When I was in High School, I loved Hairbands…I mean, come on, it was the 80’s after all. One of the bands I would, on occasion, listen to was Winger. They caught a lot of flack for any number of reasons, real or imagined, but guitarist Reb Beach and drummer Rod Morgenstein could both play and Kip Winger was…well, Kip Winger. As the band’s songwriter, bassist, vocalist and namesake, he was a great frontman; unfortunately, or fortunately depending on how you look at it, he also didn’t look like he had just been hit by a truck…so there was way too much attention paid to the way he and the band looked and not to their musical abilities.

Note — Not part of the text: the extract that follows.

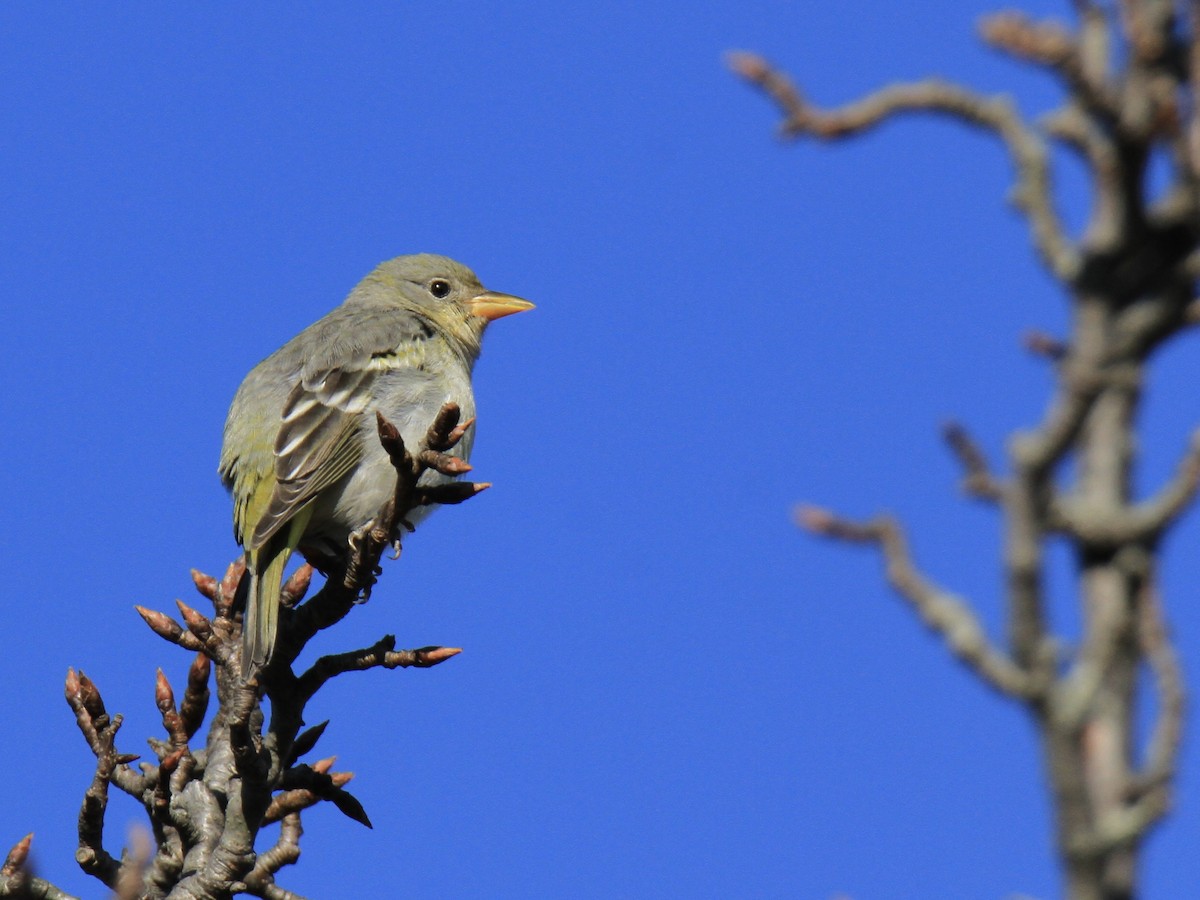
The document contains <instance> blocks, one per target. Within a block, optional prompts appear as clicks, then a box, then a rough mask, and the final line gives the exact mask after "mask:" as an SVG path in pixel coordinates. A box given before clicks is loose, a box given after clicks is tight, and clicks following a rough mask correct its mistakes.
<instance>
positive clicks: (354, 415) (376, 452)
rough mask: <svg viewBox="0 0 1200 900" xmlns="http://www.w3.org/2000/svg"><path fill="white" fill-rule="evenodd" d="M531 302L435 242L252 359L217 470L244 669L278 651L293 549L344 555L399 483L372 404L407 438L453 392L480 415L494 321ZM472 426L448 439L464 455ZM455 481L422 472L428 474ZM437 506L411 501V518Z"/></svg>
mask: <svg viewBox="0 0 1200 900" xmlns="http://www.w3.org/2000/svg"><path fill="white" fill-rule="evenodd" d="M532 308H534V305H533V304H530V302H529V301H528V300H523V299H521V298H518V296H514V295H511V294H502V293H498V292H493V290H487V289H485V288H484V286H482V284H481V283H480V281H479V278H478V277H476V276H475V274H474V272H473V271H472V270H470V269H468V268H467V266H466V265H463V264H462V263H457V262H455V260H452V259H449V258H448V257H443V256H436V254H432V253H416V254H412V256H401V257H396V258H395V259H389V260H386V262H384V263H380V264H379V265H378V266H376V269H374V270H372V271H371V272H370V274H368V275H367V276H366V277H365V278H362V281H360V282H359V283H358V286H356V287H355V288H354V289H353V290H352V292H350V293H349V295H348V296H347V298H346V300H344V301H343V302H342V305H341V306H338V307H336V308H335V310H334V311H332V312H330V313H329V314H326V316H325V317H324V318H322V319H319V320H318V322H316V323H313V324H312V325H310V326H308V328H306V329H305V330H304V331H301V332H300V334H299V335H296V336H295V337H293V338H292V340H290V341H288V342H287V343H286V344H283V346H282V347H281V348H280V349H277V350H276V352H275V353H272V354H271V355H270V356H268V358H266V359H264V360H263V361H262V362H259V364H258V365H257V366H254V367H253V368H252V370H251V371H250V373H248V374H247V376H246V378H245V379H244V380H242V383H241V385H240V386H239V388H238V391H236V392H235V395H234V398H233V402H232V403H230V406H229V413H228V415H227V416H226V424H224V436H223V442H222V446H221V462H220V467H218V473H220V475H221V481H222V482H223V485H224V487H226V490H228V491H229V493H230V497H232V499H233V526H234V538H235V539H236V541H238V542H239V544H240V545H241V546H242V548H244V551H245V556H246V568H247V571H248V572H250V578H251V583H250V589H248V593H247V596H246V608H245V614H244V625H242V671H244V674H245V677H246V678H247V679H248V678H251V677H253V674H254V673H256V672H257V671H259V670H262V668H264V667H265V666H266V665H268V662H269V661H270V658H271V653H272V649H274V647H275V636H276V630H277V626H278V604H280V589H281V584H282V580H283V572H284V569H286V568H287V564H288V559H289V557H290V556H292V553H293V552H294V551H296V550H298V548H301V550H308V548H311V550H312V551H313V552H318V553H322V554H324V556H326V557H334V558H340V557H341V556H344V554H346V553H347V550H348V546H349V541H350V535H352V534H353V533H354V532H355V530H356V529H360V528H361V527H362V526H364V524H366V523H367V522H368V521H370V520H371V518H372V516H374V515H376V514H377V512H378V510H379V509H380V506H382V505H383V504H384V503H385V502H386V499H388V498H389V497H390V496H391V493H392V491H394V490H395V485H396V474H395V468H394V467H392V464H391V461H390V458H389V456H388V454H386V452H385V451H384V449H383V446H382V445H380V443H379V437H378V432H377V418H376V415H377V414H380V415H383V416H384V418H385V419H388V420H389V421H391V422H392V424H394V425H395V426H396V428H397V430H398V431H400V434H401V437H402V438H403V440H404V444H406V446H409V448H415V446H418V445H419V444H420V442H421V439H422V437H424V436H425V433H426V431H427V428H428V427H430V425H431V422H432V421H433V420H434V418H436V416H437V414H438V412H439V410H440V409H442V407H443V404H445V403H456V404H457V406H458V407H460V409H461V412H462V416H463V421H467V420H469V419H473V418H474V415H475V401H474V395H473V392H472V372H473V370H474V365H475V360H476V359H478V358H479V353H480V342H481V340H482V335H484V330H485V329H486V326H487V325H488V323H491V322H494V320H496V319H498V318H502V317H504V316H510V314H512V313H517V312H524V311H526V310H532ZM474 431H475V430H474V426H472V427H469V428H468V430H467V432H466V433H464V434H463V438H462V440H460V443H458V444H457V445H456V446H455V448H454V450H451V452H452V454H454V455H456V456H460V457H461V458H462V460H463V462H466V461H467V460H468V457H469V455H470V448H472V443H473V440H474ZM446 480H449V479H448V478H446V476H444V475H440V474H438V473H436V472H427V473H426V474H425V475H424V476H422V481H421V484H422V485H425V484H437V482H439V481H446ZM427 512H428V508H422V509H420V510H414V512H413V515H410V516H409V520H408V521H409V523H410V524H414V526H415V524H416V522H418V521H420V518H422V517H424V516H425V515H426V514H427Z"/></svg>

Anyway, after two albums full of hit singles, guitarist and keyboardist Paul Taylor left the band…to end up working on Steve Perry’s comeback album of all things, and Winger released Pull, which went right over my head. After that the band seemed to go away for the most part…that was 1993. In the interim, Kip Winger ended up releasing three solo albums, Reb Beach went on to play with Alice Cooper, replaced George Lynch in Dokken and then filled Steve Vai’s shoes in Whitesnake and Rod Morgenstein went back to playing with the Dixie Dregs and several other side projects.

Now, thirteen years after Pull, Winger, the band, is staging a comeback of sorts with their new album IV. With the addition of John Roth on guitar and Crenk Eroglu on keyboards; Winger, Beach and Morgenstein have released an album stylistically closer to Pull than either of Winger’s first two albums. It’s also a bit more aggressive than the band’s earlier offerings and infinitely more political.

Kip Winger seems to be talking a lot about the ongoing war in Iraq on several of IV’s eleven tracks. The album’s cover illustration even shows a soldier in desert gear encircled by three angels. As opposed to approaching the subject in an outwardly hostile and negative way, the songs on IV tend to come from the point of view of the soldier, not the onlooker or the protester. That’s not to say there aren’t question posed, but they are not quite the incitement of an administration that the songs on say…Neil Young’s Living With War are.

Sonically, IV still has that polished and produced “Winger” sound especially in the vocal department. Basically, it’s good sounds with lots of overdubs. One noticeable addition to IV is the inclusion of acoustic guitar in most of the tracks. That is in no way saying this is an acoustic album. The acoustic exists in addition to all of the electric guitars, they have not been excluded to make room. The acoustic guitar is really there as an addition to IV’s sonic landscape. Speaking of guitars, it was nice to hear Reb Beach again play in the context I was first introduced to him. His leads on IV, while outstanding, seem to better fit into the framework of the songs that hold them as opposed to the spectacle they were on previous Winger tracks.

Overall as an album, IV shows a Winger that’s dialed back from eleven a bit but is, in essence, still the same. There are things on IV that worked better for me than others, but on the whole, it’s an entertaining listen…especially for fans of the decade of big hair.